You spend five seconds pondering all this information, completely ignoring the fact that your brain can't process more than one factoid a minute. Then, with the practiced intensity of the madman you are, you start hammering every single button in sight. You continue in this vein for almost a full minute before realizing that nothing is happening. Further inspection reveals that the driver turned off the console before he died. You feel stupid for a second, then, in a rare good move, you turn it on, literally milliseconds before you realize that your goddamn stop is fast approaching.
Step 5: Stop the train; preferably at the station
Upon this sight, yet again, you panic: Goodness knows how you haven't had a fit yet. By this time you've grown to the idea that the train could run itself, not needing any user interface, and thus you hope for a miracle that is, of course, not forthcoming. Then you see the station, and straight ahead, on the platform your train is heading directly for, is another train. Horrible visions of death, destruction, prosecution and prostitution cross your mind, crashing into each other in a sweaty, bloody mess.

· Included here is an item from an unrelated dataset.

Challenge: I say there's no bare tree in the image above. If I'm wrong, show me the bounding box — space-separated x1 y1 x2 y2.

You play Eeny, Meeny, Miny, Mo with each lever; finally selecting the handle on the far left, and jam it as far up as possible. There is a sudden screech, and everybody in the train's immediate vicinity's defence goes down greatly. The train slows noticeably, and you pray to whatever weak and false human gods you pray to that it'll be enough. You ignore this, somehow, and keep the lever jammed until it snaps off in your sweaty hands.
Step 6: Exit the train safely
Now extremely worried, your mind goes into complete survival mode. You decide to screw it all and jump out an open window. You receive minor cuts and bruises, but you pretend not to notice them as you run off into the distance, the people of...wherever-the-hell-you-are...never to see you again.
You can now say that you have driven a train and actually survived. Sure, hundreds of poor, mindless lambs died because of your inept driving... and you damaged a world-renowned station... but you're alive, and to you, that's all that matters, right? Yeah it does, you self-centered prick.